Status: In Progress
This note is based on this talk
Golang 1.23 added a “first class” iterator concept. The addition itself, as well as the implementation, was a bit controversial. The talk and this note attempt to demystify some use cases for iterators and to provide a bit of a framework around how to write a custom iterator in Go, without making any value judgements around having iterators in the language or the specific implementation chosen.
An iterator is just a mechanism for “going through” (iterating over) a sequence of values. That’s really it!
Imagine I have some array, slice, set, sequence or vector of elements. A classic example might be a bunch of files on disk to be processed.
// pseudocode - no Go yet
["Dockerfile", "README.md", "src", "test"]

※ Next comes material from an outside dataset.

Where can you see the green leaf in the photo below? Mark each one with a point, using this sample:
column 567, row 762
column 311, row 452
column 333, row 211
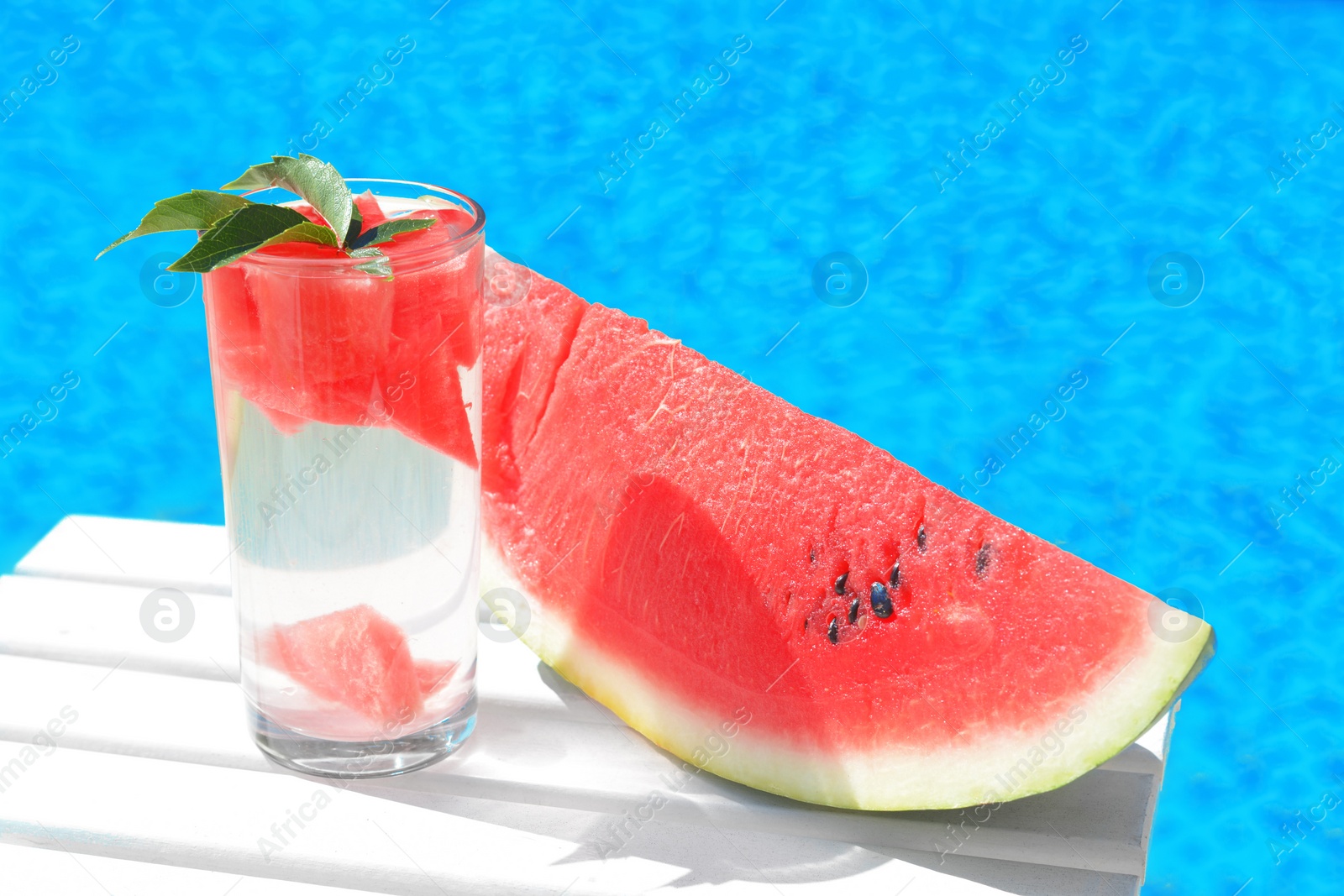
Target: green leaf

Now imagine we want to go through these elements to operate on them for some reason. We might transform them to some other value. We might choose to keep some and discard others We might run some code on them which results in side effects. All very common operations in programming.
// still pseudocode
for element in iterate_over(["Dockerfile", "README.md", "src", "test"]) {
// transform to another value, e.g. absolutise the path
// filter out items, e.g. remove directories keep only files
// cause some side effect, e.g. delete the file
}
We’ll call the bit between the curly braces here, which is being repeatedly run, the body of the for loop.
In the for loop we are iterating over a sequence of elements. The body is run on each one. The mechanism we use to get the actual elements to be iterated over in a certain order is frequently called an iterator in various programming languages.
To function, this for loop needs to know two things.
These two things correspond to the basic functions of iterators, which usually provide
Before we dive into how iterators work in Go, it’s worth remembering that iterators are very common concept present in most modern programming languages. Since most Gophers have worked with/in programming languages other than Go, it can be interesting/helpful to have these familiar patterns in mind.
Here is how iterators are represented in a few languages that may be familiar to Gophers
| Language | Iterator Concept | Next Element | Finished? |
| ---------- | ----------------------- | --------------- | ---------------------- |
| Java | `java.util.Iterator` | `.next()` | `hasNext() == false` |
| Javascript | "iterator protocol" | `.next().value` | `.next().done` |
| Python | `std::iter::Iterator` | `.next()` | `.next() == None` |
| Rust | `__iter__` / `__next__` | `__next__()` | Raises `StopIteration` |
This is just a selection of languages that I’m familiar with - of course many other languages have these concepts, and I may add to the above as I get acquianted with them.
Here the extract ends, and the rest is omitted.